O orbitador da missão Chang'e 5 já está posicionado no Ponto de Lagrange 1 (L1), uma área específica gravitacionalmente estável entre a Terra e o Sol. O objetivo é usar a nave — que realizou com sucesso sua missão principal de trazer amostras da Lua ao nosso planeta — para estudar a estrela do Sistema Solar sem precisar deixar a órbita terrestre.

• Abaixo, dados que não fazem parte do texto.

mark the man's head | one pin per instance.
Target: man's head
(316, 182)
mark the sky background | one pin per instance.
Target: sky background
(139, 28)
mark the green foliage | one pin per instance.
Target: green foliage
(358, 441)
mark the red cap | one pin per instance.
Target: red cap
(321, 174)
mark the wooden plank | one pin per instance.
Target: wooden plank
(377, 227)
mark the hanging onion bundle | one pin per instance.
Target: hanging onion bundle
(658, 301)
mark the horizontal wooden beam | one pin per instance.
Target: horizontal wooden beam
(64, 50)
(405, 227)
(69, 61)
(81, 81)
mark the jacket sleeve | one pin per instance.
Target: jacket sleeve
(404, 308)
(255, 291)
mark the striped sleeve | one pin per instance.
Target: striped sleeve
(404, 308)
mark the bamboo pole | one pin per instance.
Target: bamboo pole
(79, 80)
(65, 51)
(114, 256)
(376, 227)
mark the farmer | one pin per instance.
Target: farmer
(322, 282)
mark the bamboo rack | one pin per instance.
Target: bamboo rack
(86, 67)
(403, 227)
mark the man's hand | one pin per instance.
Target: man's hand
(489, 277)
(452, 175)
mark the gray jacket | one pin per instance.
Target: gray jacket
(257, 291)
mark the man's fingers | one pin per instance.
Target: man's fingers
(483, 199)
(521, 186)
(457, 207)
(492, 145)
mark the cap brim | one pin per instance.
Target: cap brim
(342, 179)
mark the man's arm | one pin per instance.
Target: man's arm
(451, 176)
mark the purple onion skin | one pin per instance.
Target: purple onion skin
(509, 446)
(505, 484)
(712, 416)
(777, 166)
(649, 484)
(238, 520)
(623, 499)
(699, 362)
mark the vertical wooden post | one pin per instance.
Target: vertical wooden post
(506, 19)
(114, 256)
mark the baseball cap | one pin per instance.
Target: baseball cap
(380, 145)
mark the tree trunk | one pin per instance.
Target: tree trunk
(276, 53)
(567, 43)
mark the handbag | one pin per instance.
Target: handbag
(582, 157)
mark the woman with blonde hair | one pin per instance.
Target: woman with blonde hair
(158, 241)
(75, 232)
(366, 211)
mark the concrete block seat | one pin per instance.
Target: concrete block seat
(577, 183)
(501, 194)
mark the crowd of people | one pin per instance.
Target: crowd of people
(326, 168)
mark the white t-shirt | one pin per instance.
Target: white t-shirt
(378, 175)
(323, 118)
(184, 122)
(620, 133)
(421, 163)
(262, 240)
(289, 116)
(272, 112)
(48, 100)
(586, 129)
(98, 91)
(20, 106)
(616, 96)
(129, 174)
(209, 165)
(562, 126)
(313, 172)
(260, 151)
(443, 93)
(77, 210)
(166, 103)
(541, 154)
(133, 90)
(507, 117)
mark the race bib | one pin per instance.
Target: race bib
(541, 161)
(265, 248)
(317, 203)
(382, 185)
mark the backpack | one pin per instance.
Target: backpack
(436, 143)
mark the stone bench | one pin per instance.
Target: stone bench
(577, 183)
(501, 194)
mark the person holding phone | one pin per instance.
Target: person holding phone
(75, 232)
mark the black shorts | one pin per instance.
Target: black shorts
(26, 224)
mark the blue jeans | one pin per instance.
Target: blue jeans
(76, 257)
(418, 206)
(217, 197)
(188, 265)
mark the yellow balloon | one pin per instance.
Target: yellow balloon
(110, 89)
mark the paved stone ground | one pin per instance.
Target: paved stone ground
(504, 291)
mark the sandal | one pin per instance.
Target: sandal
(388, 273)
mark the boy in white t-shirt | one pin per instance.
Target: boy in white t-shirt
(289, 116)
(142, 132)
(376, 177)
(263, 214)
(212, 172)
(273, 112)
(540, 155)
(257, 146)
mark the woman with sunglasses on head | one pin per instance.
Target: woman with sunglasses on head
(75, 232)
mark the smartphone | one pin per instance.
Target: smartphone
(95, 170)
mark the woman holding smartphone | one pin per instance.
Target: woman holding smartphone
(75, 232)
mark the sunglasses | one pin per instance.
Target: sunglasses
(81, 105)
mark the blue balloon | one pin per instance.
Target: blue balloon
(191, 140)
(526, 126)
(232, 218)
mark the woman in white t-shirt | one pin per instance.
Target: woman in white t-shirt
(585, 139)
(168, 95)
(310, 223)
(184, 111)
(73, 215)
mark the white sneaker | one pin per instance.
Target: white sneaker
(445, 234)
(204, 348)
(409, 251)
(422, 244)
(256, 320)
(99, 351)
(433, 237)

Pontos de Lagrange são posições especiais de um sistema orbital entre dois corpos massivos, que no caso são a Terra e o Sol. As forças gravitacionais das massas desses objetos cancelam a aceleração centrípeta, o que é muito útil para os satélites, por exemplo. Isso porque se um corpo pequeno está sob a influência gravitacional de dois corpos grandes, a tendência é que ele permaneça em repouso em relação a eles.

No total, são cinco pontos no sistema Sol-Terra, cada um determinando onde ocorre uma intersecção gravitacional que corresponde à força centrípeta necessária para que um objeto pequeno possa se mover “em repouso”. Como resultado, as agências e empresas espaciais conseguem reduzir o consumo de combustível de suas naves e satélites. No caso do L1, a velocidade angular dele será igual à do planeta, ou seja, ambos orbitarão juntos ao redor do Sol.

Este gráfico ilustra os cinco Pontos de Lagrange. O L1 fica exatamente entre a Terra e o Sol, neste caso ilustrado para mostrar a posição do satélite DSCOVR (Imagem: Reprodução/NOAA)
Este gráfico ilustra os cinco Pontos de Lagrange. O L1 fica exatamente entre a Terra e o Sol, neste caso ilustrado para mostrar a posição do satélite DSCOVR (Imagem: Reprodução/NOAA)

De acordo com a China Aerospace Science and Technology Corp. (CASC), fabricante do orbitador, a Chang'e-5 entrou no ponto L1 na manhã do dia 15 de março. A nave realizará uma série de testes e observações do Sol enquanto estiver por ali, mas pode ser que o tempo em órbita solar não seja muito longo. É que o Centro de Controle Aeroespacial de Pequim considera a possibilidade de novas missões estendidas para a nave. De qualquer forma, a China alcançou uma nova conquista, já que a Chang'e-5 é a primeira nave do país a se mover no lado interno da órbita terrestre.

Enquanto estiver na posição L1, o orbitador poderá fazer suas observações com o mínimo de manutenção da equipe de controle da missão, salvo pequenas correções de órbita para manter a estabilidade da nave. Uma das vantagens dessa posição é que a Chang’e-5 estará sempre “de frente” para o Sol, que é atualmente seu objeto de estudo. As próximas missões do orbitador podem incluir uma visita ao ponto L4 ou L5, que são bem mais estáveis ​​do que os demais pontos de Lagrange.

Nos pontos L4 ou L5, a Chang’e-5 poderia procurar por asteroides troianos da Terra, por exemplo. Trata-se de corpos menores do Sistema Solar que orbitam o Sol nesses pontos, portanto, em órbita semelhante à da Terra. No geral, os pesquisadores tendem a procurar asteroides em outras regiões, então é uma boa oportunidade para conhecer um pouco melhor esses objetos vizinhos.